10 Lessons I’ve Learned While Doe Hunting

By author of Brow Tines and Backstrap

(Chantal Honeycutt photo)

I’m not just a trophy hunter. I deer hunt primarily for meat. Sure, I save my buck tag for a good ‘un. But my doe tag(s) are spent each season on mature, freezer-filling slick heads. And I’ve learned a lesson or two from the “nannies” while doing it. These are the top 10.

1. Really mature does can be just as hard as mature bucks to kill. Don’t underestimate them. They can and will spoil your hunt. Don’t think for a second that you’ll get away with more movement, noise or scent just because you’re hunting a doe rather than a mature buck.
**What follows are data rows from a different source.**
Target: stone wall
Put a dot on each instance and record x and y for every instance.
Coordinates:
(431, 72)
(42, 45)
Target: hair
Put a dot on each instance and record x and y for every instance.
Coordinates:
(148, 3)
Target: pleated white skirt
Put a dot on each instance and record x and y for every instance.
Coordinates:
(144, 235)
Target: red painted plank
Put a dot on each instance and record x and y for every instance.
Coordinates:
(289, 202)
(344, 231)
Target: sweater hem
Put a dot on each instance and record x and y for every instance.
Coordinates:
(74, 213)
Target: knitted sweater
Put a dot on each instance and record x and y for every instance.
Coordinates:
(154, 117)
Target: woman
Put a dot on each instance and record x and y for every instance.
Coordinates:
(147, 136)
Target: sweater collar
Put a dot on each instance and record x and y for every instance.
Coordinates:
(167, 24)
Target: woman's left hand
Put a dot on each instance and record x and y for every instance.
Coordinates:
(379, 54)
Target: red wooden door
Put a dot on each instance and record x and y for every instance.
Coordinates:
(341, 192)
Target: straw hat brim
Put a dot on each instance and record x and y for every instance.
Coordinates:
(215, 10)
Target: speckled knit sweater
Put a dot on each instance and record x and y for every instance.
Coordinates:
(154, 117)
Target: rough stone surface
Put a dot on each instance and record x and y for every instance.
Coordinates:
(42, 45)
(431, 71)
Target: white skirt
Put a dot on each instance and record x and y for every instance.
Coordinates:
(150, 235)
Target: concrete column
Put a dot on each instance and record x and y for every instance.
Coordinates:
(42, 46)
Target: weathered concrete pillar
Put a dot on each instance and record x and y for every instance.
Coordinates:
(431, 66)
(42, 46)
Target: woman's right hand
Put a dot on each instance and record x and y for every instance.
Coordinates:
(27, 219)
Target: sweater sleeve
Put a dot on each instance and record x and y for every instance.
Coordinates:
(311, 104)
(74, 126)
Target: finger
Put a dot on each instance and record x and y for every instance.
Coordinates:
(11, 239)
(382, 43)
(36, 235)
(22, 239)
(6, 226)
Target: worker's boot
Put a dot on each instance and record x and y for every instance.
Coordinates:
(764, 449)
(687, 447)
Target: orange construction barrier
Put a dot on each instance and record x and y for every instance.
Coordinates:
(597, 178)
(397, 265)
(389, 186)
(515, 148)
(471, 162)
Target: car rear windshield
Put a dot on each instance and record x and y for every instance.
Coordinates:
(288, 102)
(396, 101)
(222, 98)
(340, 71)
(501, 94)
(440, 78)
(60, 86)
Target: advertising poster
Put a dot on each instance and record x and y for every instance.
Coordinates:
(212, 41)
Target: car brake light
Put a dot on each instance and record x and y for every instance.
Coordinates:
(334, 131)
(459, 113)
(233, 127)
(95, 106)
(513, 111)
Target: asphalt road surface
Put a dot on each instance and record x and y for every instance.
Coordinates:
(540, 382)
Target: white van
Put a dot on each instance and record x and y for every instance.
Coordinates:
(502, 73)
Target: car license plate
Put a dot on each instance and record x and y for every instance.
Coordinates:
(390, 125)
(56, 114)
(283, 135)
2. Does are often warier than bucks during the rut. Most of the time, if I get busted in November, it’s an old doe that picks me off. Not a mature buck. In fact, there’s been numerous instances where a buck walked directly downwind and never smelled me. But a doe did. Keep that in mind when a doe is milling about in front of you.

3. Balancing the buck-to-doe ratio will make your buck hunting better during the rut. You need a 1:1 or 1:1.5 ratio. If it’s skewed very heavily, you won’t see much chasing activity. Bucks won’t have to search very hard to find receptive does.

4. Target the younger (1½-year-old) does for the best-tasting meat. Does that have been nursing fawns all summer and fall will have much tougher meat, as a significant percentage of nutrient intake goes to the fawns. Not the doe.

5. First, I don’t shoot early season (September or early October) does that have fawns. But, once the fawns are old enough to live on their own, does with more fawns are easier to kill. Why? They often seem to fall in line with the fawns' habits and get dragged out into the open sooner than does without fawns.

6. Target the least-productive does to increase deer density. Does without fawns either didn’t successfully breed or didn’t protect their young very well. It’s that simple. So, to increase the deer density, it’s better to shoot non-productive does than those that are good mothers and raise up fawns to maturity.

7. Sometimes you have to kill the old doe to keep a spot unpressured. Especially if she’s already busted you before. I promise, if an old doe busts you, she’ll look up into that tree every time she passes through there. It’s happened to me before. You either have to kill that doe or find a new tree to sit in.

8. Mature does will choose strategic bedding and feeding locations, too. They don’t bed and feed randomly. Every step is calculated and done for a reason, just like with mature bucks.

9. You can kill too many does. Always be responsible with the resource and never take too many deer off a property. A few seasons ago, I caught wind that a large family — that hunted a neighboring property — took nearly 20 deer off of a 200-acre tract in one season. Based on the deer density at that time, they killed way too many. And when the landowner found out, they weren't allowed on the property ever again. Be responsible.

10. Does allow you to keep hunting. Most states only allow one buck tag. However, many of those same states offer multiple doe tags. If you have the need for the meat, and the deer population can handle it, taking multiple does is fun, puts more venison in the freezer, and it keeps you in the field longer. All great reasons to sit in a tree.